Sen anlayan bir gözle süzersin uzun uzun
Yabancı bir şehirde bir kadın heykelini,
Biz duyarız en büyük zevkini ruhumuzun
Görünce bir köylünün kıvrılmayan belini…
Başka san’at bilmeyiz, karşımızda dururken
Yazılmamış bir destan gibi Anadolu’muz.
Arkadaş, biz bu yolda türküler tuttururken
Sana uğurlar olsun… Ayrılıyor yolumuz!
Şiir, genellikle duygu ve düşüncelerin ritmik bir dille ifade edildiği bir yazın türüdür. Düz yazıya çevirirken, bu duygusal ifadeleri ve imgeleri doğrudan anlamlarıyla aktarmak gerekir.
Birinci Dörtlük (Dize):
Sen bahçede yürüdüğünde gördüğün çiçekler başkası için açmaz; çünkü bizim topraklarımızda sayısız bahar saklıdır. Eğer, bizi kolumuzdan çekip götürmek istersen, dağlarda dolaşan adımlar düz yolda incinir.
İkinci Dörtlük (Dize):
Sen, tapınağın içini gezdiğinde kubbesinde zarif bir mozaik ararsın. Biz ise duvarda eski bir el yazısı gördüğümüzde kendimizi buna kaptırırız; yeşil seramik parçacıkları bile bize heyecan verir.
Üçüncü Dörtlük (Dize):
Çiçeklerle dolu bir sahnede beyaz bir kelebeğin dansına daldığında derin bir titreme hissedersin. Dağ gibi bir zeybeğin toprağı titreten diz çöküşü bile bizim kalbimizi yerinden oynatır.
Dördüncü Dörtlük (Dize):
Fırtınayı andıran orkestra sesleri senin sinirlerine ürperti getirir. İşkence içinde olanların hüzünlü nefes alışlarıysa bizim için en derin müziğe dönüşür.
Beşinci Dörtlük (Dize):
Sen yabancı bir şehirde bir kadın heykeline anlayan gözlerle uzun uzun bakarsın. Biz ise ruhumuzun en derin zevkini, bir köylünün eğilmeyen belini gördüğümüzde duyarız.
Son Dörtlük (Dize):
Biz başka bir sanattan anlamayız çünkü karşımızda, yazılmamış destanımız Anadolu durmaktadır. Arkadaş, biz bu yolda türkülerimizi söylerken, sana iyi yolculuklar. Yolumuz ayrılıyor!
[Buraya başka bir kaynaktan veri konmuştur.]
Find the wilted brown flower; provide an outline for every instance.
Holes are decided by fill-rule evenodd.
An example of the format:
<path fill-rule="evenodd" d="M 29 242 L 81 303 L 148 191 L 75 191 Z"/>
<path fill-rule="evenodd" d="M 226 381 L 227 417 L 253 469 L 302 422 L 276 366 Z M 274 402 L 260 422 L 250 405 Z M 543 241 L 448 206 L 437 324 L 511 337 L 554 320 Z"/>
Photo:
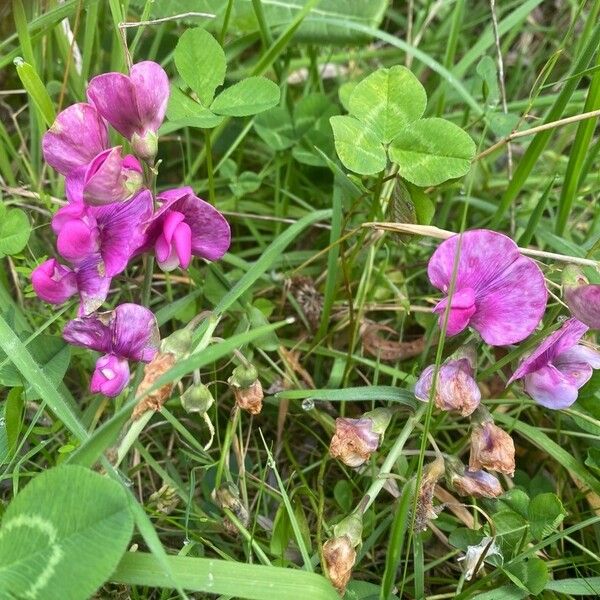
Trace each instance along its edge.
<path fill-rule="evenodd" d="M 425 531 L 429 521 L 437 519 L 442 506 L 433 506 L 435 486 L 444 474 L 444 459 L 439 456 L 425 467 L 419 491 L 417 493 L 417 510 L 415 513 L 415 532 Z"/>
<path fill-rule="evenodd" d="M 174 382 L 166 383 L 158 389 L 150 392 L 147 396 L 144 394 L 156 383 L 161 375 L 164 375 L 174 364 L 176 357 L 170 352 L 159 352 L 144 367 L 144 378 L 138 386 L 137 396 L 141 400 L 133 409 L 132 419 L 137 421 L 148 410 L 160 410 L 162 405 L 170 398 L 173 391 Z"/>
<path fill-rule="evenodd" d="M 492 421 L 478 423 L 471 433 L 469 470 L 489 469 L 511 477 L 515 472 L 515 444 L 503 429 Z"/>
<path fill-rule="evenodd" d="M 338 418 L 331 438 L 329 453 L 349 467 L 364 464 L 379 445 L 379 434 L 373 431 L 373 421 Z"/>
<path fill-rule="evenodd" d="M 356 550 L 350 537 L 343 535 L 327 540 L 323 544 L 323 560 L 329 581 L 340 595 L 343 595 L 356 562 Z"/>

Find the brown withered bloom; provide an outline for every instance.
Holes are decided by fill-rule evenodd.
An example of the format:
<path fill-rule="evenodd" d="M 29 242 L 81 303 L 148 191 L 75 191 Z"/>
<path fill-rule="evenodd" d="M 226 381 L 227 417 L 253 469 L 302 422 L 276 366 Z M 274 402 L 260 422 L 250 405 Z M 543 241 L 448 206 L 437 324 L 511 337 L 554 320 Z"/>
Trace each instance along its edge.
<path fill-rule="evenodd" d="M 170 398 L 175 381 L 166 383 L 149 394 L 146 394 L 146 392 L 178 360 L 185 358 L 189 354 L 191 345 L 192 333 L 188 329 L 179 329 L 160 343 L 158 353 L 144 367 L 144 378 L 137 389 L 137 397 L 140 400 L 133 409 L 131 417 L 134 421 L 149 410 L 160 410 L 162 405 Z"/>
<path fill-rule="evenodd" d="M 460 496 L 497 498 L 503 492 L 496 477 L 485 471 L 469 471 L 458 459 L 446 460 L 446 480 Z"/>
<path fill-rule="evenodd" d="M 329 453 L 349 467 L 359 467 L 377 450 L 391 416 L 390 409 L 376 408 L 360 419 L 336 419 Z"/>
<path fill-rule="evenodd" d="M 438 518 L 443 506 L 434 506 L 433 497 L 435 486 L 444 474 L 444 459 L 438 456 L 432 463 L 428 464 L 423 472 L 419 490 L 417 492 L 417 510 L 415 512 L 415 532 L 425 531 L 429 521 Z"/>
<path fill-rule="evenodd" d="M 515 443 L 493 421 L 476 423 L 471 433 L 469 471 L 489 469 L 511 477 L 515 472 Z"/>
<path fill-rule="evenodd" d="M 262 410 L 264 393 L 258 371 L 254 365 L 240 365 L 233 370 L 227 380 L 237 405 L 251 415 L 257 415 Z"/>
<path fill-rule="evenodd" d="M 347 535 L 331 538 L 323 544 L 325 572 L 333 587 L 344 595 L 356 562 L 356 550 Z"/>
<path fill-rule="evenodd" d="M 355 548 L 362 543 L 362 511 L 356 510 L 333 528 L 333 537 L 323 544 L 323 567 L 333 587 L 344 595 L 356 562 Z"/>

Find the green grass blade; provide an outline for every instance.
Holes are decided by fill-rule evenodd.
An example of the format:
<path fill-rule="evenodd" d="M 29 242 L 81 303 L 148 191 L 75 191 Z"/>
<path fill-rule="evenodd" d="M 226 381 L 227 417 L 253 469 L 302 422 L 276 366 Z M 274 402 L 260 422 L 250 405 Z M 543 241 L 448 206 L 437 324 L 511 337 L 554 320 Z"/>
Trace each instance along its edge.
<path fill-rule="evenodd" d="M 596 64 L 600 67 L 600 52 L 598 53 Z M 600 71 L 596 71 L 592 77 L 592 83 L 588 90 L 583 112 L 590 112 L 597 108 L 600 108 Z M 581 182 L 583 165 L 585 164 L 597 123 L 597 118 L 586 119 L 585 121 L 581 121 L 577 127 L 577 133 L 575 134 L 575 140 L 569 154 L 569 163 L 558 200 L 558 216 L 554 230 L 556 235 L 562 235 L 567 226 L 571 208 L 573 207 L 573 202 Z"/>
<path fill-rule="evenodd" d="M 275 397 L 280 400 L 311 398 L 313 400 L 328 400 L 329 402 L 398 402 L 409 406 L 413 410 L 417 406 L 417 401 L 412 392 L 385 385 L 348 387 L 341 390 L 285 390 L 277 392 Z"/>
<path fill-rule="evenodd" d="M 594 28 L 594 31 L 592 33 L 590 40 L 588 41 L 588 43 L 585 46 L 585 48 L 583 49 L 581 55 L 577 59 L 577 62 L 573 66 L 573 69 L 571 71 L 572 73 L 581 73 L 583 70 L 585 70 L 587 68 L 589 62 L 591 61 L 592 57 L 594 56 L 594 54 L 598 48 L 599 43 L 600 43 L 600 23 L 598 23 L 598 25 L 596 25 L 596 27 Z M 546 118 L 544 119 L 544 123 L 551 123 L 552 121 L 556 121 L 557 119 L 561 118 L 561 116 L 564 113 L 565 108 L 567 107 L 567 105 L 569 103 L 569 100 L 570 100 L 573 92 L 575 91 L 575 89 L 577 88 L 577 86 L 579 84 L 580 79 L 581 79 L 581 76 L 572 77 L 565 83 L 560 94 L 557 96 L 556 100 L 554 101 L 554 104 L 548 111 L 548 114 L 546 115 Z M 540 154 L 544 151 L 544 148 L 548 144 L 552 134 L 553 134 L 552 129 L 540 131 L 539 133 L 537 133 L 535 135 L 535 137 L 529 144 L 527 150 L 525 151 L 525 154 L 521 158 L 519 165 L 517 166 L 517 168 L 514 172 L 512 179 L 510 180 L 510 183 L 508 184 L 508 186 L 506 188 L 506 191 L 504 192 L 504 194 L 500 200 L 498 209 L 496 210 L 496 213 L 495 213 L 494 217 L 492 218 L 492 221 L 490 223 L 490 227 L 492 229 L 495 227 L 498 227 L 498 225 L 501 223 L 502 219 L 504 218 L 504 215 L 510 208 L 510 205 L 514 202 L 514 200 L 518 196 L 519 192 L 525 185 L 525 182 L 527 181 L 529 174 L 531 173 L 535 163 L 537 162 L 538 158 L 540 157 Z"/>
<path fill-rule="evenodd" d="M 324 577 L 306 571 L 189 556 L 169 556 L 167 561 L 182 587 L 193 592 L 250 600 L 339 600 Z M 125 554 L 111 581 L 172 587 L 156 559 L 143 552 Z"/>

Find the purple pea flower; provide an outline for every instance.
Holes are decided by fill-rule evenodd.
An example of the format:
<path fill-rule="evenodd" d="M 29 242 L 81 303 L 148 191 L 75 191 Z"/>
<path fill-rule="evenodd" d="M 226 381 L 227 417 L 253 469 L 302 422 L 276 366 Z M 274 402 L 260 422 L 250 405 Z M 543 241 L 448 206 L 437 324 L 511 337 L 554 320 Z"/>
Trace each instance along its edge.
<path fill-rule="evenodd" d="M 54 258 L 33 270 L 31 284 L 35 293 L 50 304 L 62 304 L 77 293 L 77 276 Z"/>
<path fill-rule="evenodd" d="M 90 81 L 87 95 L 98 112 L 131 141 L 138 156 L 152 159 L 156 155 L 156 132 L 169 100 L 169 78 L 159 64 L 137 63 L 129 76 L 98 75 Z"/>
<path fill-rule="evenodd" d="M 108 148 L 106 123 L 85 103 L 61 112 L 44 134 L 46 162 L 66 177 L 70 201 L 110 204 L 131 198 L 143 184 L 142 167 L 121 147 Z"/>
<path fill-rule="evenodd" d="M 63 110 L 42 139 L 44 159 L 67 177 L 85 169 L 107 148 L 106 123 L 91 104 L 84 102 Z"/>
<path fill-rule="evenodd" d="M 450 290 L 457 252 L 448 335 L 470 325 L 492 346 L 525 339 L 546 308 L 548 292 L 540 268 L 507 236 L 486 229 L 467 231 L 442 242 L 429 260 L 429 280 L 444 293 Z M 444 298 L 434 308 L 440 326 L 447 304 Z"/>
<path fill-rule="evenodd" d="M 151 219 L 140 251 L 154 248 L 163 271 L 186 269 L 192 256 L 218 260 L 231 242 L 229 223 L 212 205 L 182 187 L 158 195 L 160 208 Z"/>
<path fill-rule="evenodd" d="M 63 338 L 103 353 L 96 361 L 90 391 L 106 396 L 118 396 L 127 386 L 127 361 L 150 362 L 160 342 L 154 314 L 137 304 L 121 304 L 112 311 L 69 321 Z"/>
<path fill-rule="evenodd" d="M 571 314 L 591 329 L 600 329 L 600 285 L 590 283 L 575 265 L 563 269 L 562 280 Z"/>
<path fill-rule="evenodd" d="M 600 353 L 577 343 L 587 330 L 577 319 L 565 321 L 521 362 L 508 383 L 523 379 L 525 391 L 547 408 L 571 406 L 593 370 L 600 369 Z"/>
<path fill-rule="evenodd" d="M 81 314 L 102 305 L 112 277 L 125 270 L 143 244 L 152 208 L 152 195 L 143 190 L 125 203 L 87 206 L 73 202 L 54 215 L 57 249 L 75 267 Z"/>

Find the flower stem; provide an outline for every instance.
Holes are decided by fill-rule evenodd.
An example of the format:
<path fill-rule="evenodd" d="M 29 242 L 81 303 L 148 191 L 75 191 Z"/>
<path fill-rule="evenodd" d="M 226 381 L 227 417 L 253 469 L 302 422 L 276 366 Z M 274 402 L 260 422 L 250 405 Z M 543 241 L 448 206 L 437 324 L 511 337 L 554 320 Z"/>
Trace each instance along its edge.
<path fill-rule="evenodd" d="M 377 477 L 373 480 L 369 486 L 369 489 L 366 491 L 365 495 L 360 501 L 359 506 L 362 507 L 363 513 L 369 508 L 369 506 L 371 506 L 371 504 L 373 504 L 377 498 L 377 495 L 385 485 L 385 482 L 388 479 L 387 476 L 391 473 L 396 461 L 402 454 L 404 444 L 408 440 L 410 434 L 413 432 L 413 429 L 417 426 L 417 423 L 421 420 L 426 408 L 426 403 L 421 404 L 415 411 L 415 414 L 407 419 L 402 431 L 400 432 L 400 435 L 396 438 L 394 445 L 390 449 L 386 459 L 383 461 Z"/>

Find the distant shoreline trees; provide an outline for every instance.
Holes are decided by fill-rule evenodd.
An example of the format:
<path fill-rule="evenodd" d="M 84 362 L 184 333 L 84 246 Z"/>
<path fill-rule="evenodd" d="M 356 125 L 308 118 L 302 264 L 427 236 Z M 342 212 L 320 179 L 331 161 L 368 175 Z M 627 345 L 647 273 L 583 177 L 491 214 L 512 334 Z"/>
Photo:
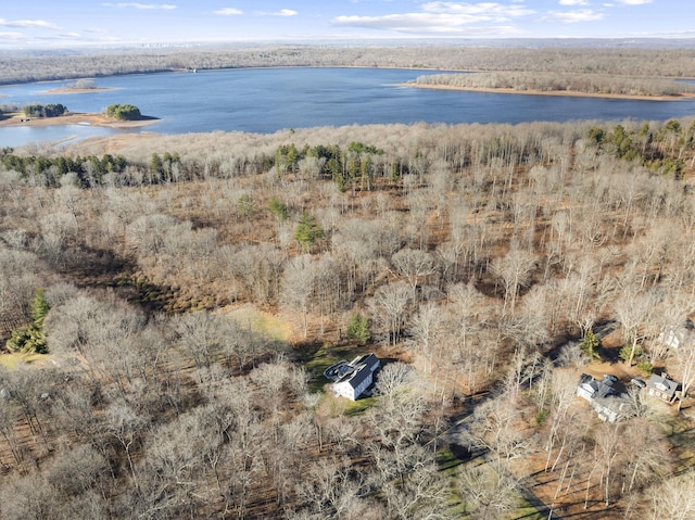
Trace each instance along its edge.
<path fill-rule="evenodd" d="M 418 77 L 418 87 L 510 89 L 539 92 L 578 92 L 610 96 L 682 96 L 695 93 L 695 86 L 674 79 L 616 76 L 612 74 L 557 74 L 538 72 L 491 72 L 433 74 Z"/>
<path fill-rule="evenodd" d="M 24 107 L 24 115 L 27 117 L 58 117 L 67 112 L 67 107 L 58 104 L 27 104 Z"/>
<path fill-rule="evenodd" d="M 140 109 L 131 104 L 110 104 L 106 115 L 118 121 L 136 121 L 142 117 Z"/>

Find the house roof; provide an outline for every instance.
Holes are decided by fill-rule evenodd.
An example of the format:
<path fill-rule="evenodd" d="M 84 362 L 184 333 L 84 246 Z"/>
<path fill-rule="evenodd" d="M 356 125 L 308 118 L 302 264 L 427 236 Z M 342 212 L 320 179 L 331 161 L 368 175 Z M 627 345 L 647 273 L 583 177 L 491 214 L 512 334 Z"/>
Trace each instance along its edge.
<path fill-rule="evenodd" d="M 350 364 L 352 370 L 344 373 L 337 383 L 348 382 L 352 388 L 356 389 L 367 378 L 371 377 L 374 371 L 379 367 L 379 358 L 374 354 L 356 357 Z"/>
<path fill-rule="evenodd" d="M 592 394 L 592 397 L 594 398 L 603 398 L 614 395 L 616 390 L 612 388 L 612 380 L 609 378 L 604 378 L 602 381 L 598 381 L 596 378 L 593 378 L 587 373 L 582 373 L 579 380 L 580 386 Z"/>
<path fill-rule="evenodd" d="M 666 393 L 672 397 L 680 389 L 681 383 L 669 379 L 666 375 L 659 376 L 658 373 L 653 373 L 647 381 L 647 386 L 650 389 L 656 389 L 659 392 Z"/>

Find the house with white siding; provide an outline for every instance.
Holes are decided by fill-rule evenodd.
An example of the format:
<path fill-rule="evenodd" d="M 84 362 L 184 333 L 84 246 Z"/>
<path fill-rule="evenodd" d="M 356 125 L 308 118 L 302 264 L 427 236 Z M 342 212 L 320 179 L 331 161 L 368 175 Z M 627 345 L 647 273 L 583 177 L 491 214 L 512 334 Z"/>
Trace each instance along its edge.
<path fill-rule="evenodd" d="M 374 377 L 381 366 L 374 354 L 359 356 L 340 365 L 339 379 L 332 384 L 336 395 L 356 401 L 374 383 Z"/>

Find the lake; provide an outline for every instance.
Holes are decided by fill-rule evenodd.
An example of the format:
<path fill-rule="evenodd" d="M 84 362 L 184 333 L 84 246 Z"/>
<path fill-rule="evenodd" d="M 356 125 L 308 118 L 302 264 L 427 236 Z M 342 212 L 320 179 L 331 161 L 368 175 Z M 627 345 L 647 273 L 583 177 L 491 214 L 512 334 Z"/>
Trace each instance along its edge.
<path fill-rule="evenodd" d="M 256 68 L 115 76 L 115 90 L 55 94 L 67 81 L 0 86 L 0 104 L 62 103 L 72 112 L 103 112 L 129 103 L 161 121 L 136 130 L 83 125 L 0 128 L 0 147 L 119 131 L 214 130 L 271 134 L 287 128 L 389 123 L 523 123 L 578 119 L 666 121 L 695 115 L 695 100 L 634 101 L 519 96 L 400 87 L 442 71 L 389 68 Z"/>

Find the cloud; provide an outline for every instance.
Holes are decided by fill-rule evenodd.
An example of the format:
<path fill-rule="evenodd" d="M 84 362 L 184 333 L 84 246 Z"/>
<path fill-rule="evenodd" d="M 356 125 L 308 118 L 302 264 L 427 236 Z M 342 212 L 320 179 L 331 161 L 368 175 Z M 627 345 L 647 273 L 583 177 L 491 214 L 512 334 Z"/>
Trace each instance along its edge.
<path fill-rule="evenodd" d="M 291 9 L 280 9 L 277 13 L 273 13 L 274 16 L 296 16 L 299 13 Z"/>
<path fill-rule="evenodd" d="M 534 11 L 519 5 L 495 2 L 458 3 L 427 2 L 422 12 L 387 14 L 383 16 L 338 16 L 333 24 L 342 26 L 395 30 L 400 33 L 429 33 L 433 35 L 469 35 L 492 33 L 513 34 L 507 25 L 510 18 L 528 16 Z M 473 27 L 476 24 L 502 24 L 495 27 Z"/>
<path fill-rule="evenodd" d="M 78 33 L 64 33 L 62 35 L 58 35 L 58 37 L 64 40 L 75 40 L 80 38 L 80 35 Z"/>
<path fill-rule="evenodd" d="M 218 14 L 220 16 L 235 16 L 238 14 L 243 14 L 243 11 L 235 8 L 225 8 L 225 9 L 218 9 L 217 11 L 213 11 L 213 14 Z"/>
<path fill-rule="evenodd" d="M 106 3 L 103 3 L 102 5 L 106 8 L 118 8 L 118 9 L 126 9 L 126 8 L 164 9 L 164 10 L 176 9 L 176 5 L 172 5 L 170 3 L 138 3 L 138 2 L 110 3 L 110 2 L 106 2 Z"/>
<path fill-rule="evenodd" d="M 596 20 L 603 20 L 603 13 L 596 13 L 591 9 L 580 9 L 578 11 L 549 11 L 541 21 L 576 24 L 578 22 L 595 22 Z"/>
<path fill-rule="evenodd" d="M 435 14 L 469 14 L 469 15 L 501 15 L 504 17 L 526 16 L 533 11 L 523 5 L 503 5 L 494 2 L 459 3 L 459 2 L 428 2 L 422 4 L 427 13 Z"/>
<path fill-rule="evenodd" d="M 42 29 L 60 29 L 55 24 L 43 20 L 4 20 L 0 18 L 0 25 L 5 27 L 39 27 Z"/>
<path fill-rule="evenodd" d="M 0 33 L 0 40 L 22 40 L 24 35 L 22 33 Z"/>

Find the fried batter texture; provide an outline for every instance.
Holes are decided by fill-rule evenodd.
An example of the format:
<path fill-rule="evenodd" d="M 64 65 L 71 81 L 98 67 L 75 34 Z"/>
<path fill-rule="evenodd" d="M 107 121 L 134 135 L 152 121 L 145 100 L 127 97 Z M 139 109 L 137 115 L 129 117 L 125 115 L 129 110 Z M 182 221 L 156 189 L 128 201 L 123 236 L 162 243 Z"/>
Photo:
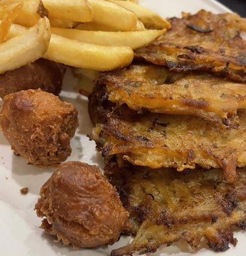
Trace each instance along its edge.
<path fill-rule="evenodd" d="M 98 115 L 93 118 L 101 123 L 93 129 L 91 138 L 104 157 L 122 154 L 135 165 L 178 171 L 194 169 L 196 164 L 206 169 L 221 168 L 231 182 L 236 167 L 246 165 L 245 111 L 240 114 L 238 129 L 226 129 L 195 116 L 137 114 L 125 105 L 110 111 L 105 95 L 98 95 L 96 87 L 95 92 L 89 111 L 91 116 Z"/>
<path fill-rule="evenodd" d="M 246 20 L 236 13 L 201 10 L 169 19 L 172 28 L 150 45 L 135 51 L 136 59 L 172 70 L 207 70 L 246 81 Z"/>
<path fill-rule="evenodd" d="M 66 67 L 44 59 L 0 75 L 0 97 L 24 90 L 41 88 L 58 95 L 61 90 Z"/>
<path fill-rule="evenodd" d="M 57 96 L 30 89 L 4 97 L 0 124 L 15 154 L 47 168 L 58 166 L 70 155 L 77 114 L 73 105 Z"/>
<path fill-rule="evenodd" d="M 35 205 L 42 228 L 64 244 L 112 244 L 129 228 L 128 213 L 98 167 L 81 162 L 61 164 L 40 190 Z"/>
<path fill-rule="evenodd" d="M 246 228 L 246 170 L 237 170 L 234 184 L 223 181 L 221 172 L 141 166 L 119 168 L 112 160 L 105 173 L 116 186 L 123 205 L 130 212 L 130 245 L 114 250 L 112 256 L 155 252 L 163 244 L 186 241 L 194 250 L 204 237 L 217 252 L 235 246 L 233 225 Z"/>
<path fill-rule="evenodd" d="M 246 84 L 208 74 L 174 72 L 153 65 L 132 65 L 102 73 L 109 100 L 137 111 L 187 115 L 238 127 L 236 113 L 246 108 Z"/>

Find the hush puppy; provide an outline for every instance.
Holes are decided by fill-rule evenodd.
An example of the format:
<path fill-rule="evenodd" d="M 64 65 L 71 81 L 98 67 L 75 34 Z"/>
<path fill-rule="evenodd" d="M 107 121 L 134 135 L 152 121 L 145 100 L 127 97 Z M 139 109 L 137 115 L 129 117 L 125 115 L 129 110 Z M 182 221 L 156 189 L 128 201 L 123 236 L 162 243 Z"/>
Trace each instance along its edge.
<path fill-rule="evenodd" d="M 61 164 L 43 185 L 35 205 L 41 227 L 64 244 L 90 248 L 116 242 L 129 228 L 128 212 L 98 167 Z"/>
<path fill-rule="evenodd" d="M 58 95 L 61 90 L 66 66 L 39 59 L 0 75 L 0 97 L 23 90 L 41 88 Z"/>
<path fill-rule="evenodd" d="M 16 155 L 33 165 L 56 166 L 71 154 L 77 111 L 53 94 L 30 89 L 4 97 L 0 125 Z"/>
Özetle, bu metin tabiatıyla, duygularla, kültür farklarıyla ve kişisel deneyimlerle ilgili derin bir anlayış sunar. Şiirin her kıtası iki farklı yaşam tarzını ve perspektifi karşılaştırarak, duygusal ve kültürel zenginlikleri dile getirir. Şair, sanatta ve yaşamda farklılıkları hoşgörüyle kabul etmeyi ve kendi yolunu bulmayı önermektedir. Unutmamak gerekir ki, şiirin ritmik yapısı ve öznel dili düz yazıya çevrilirken kaybolabilir; ancak mesaj ve duygular korunmalıdır.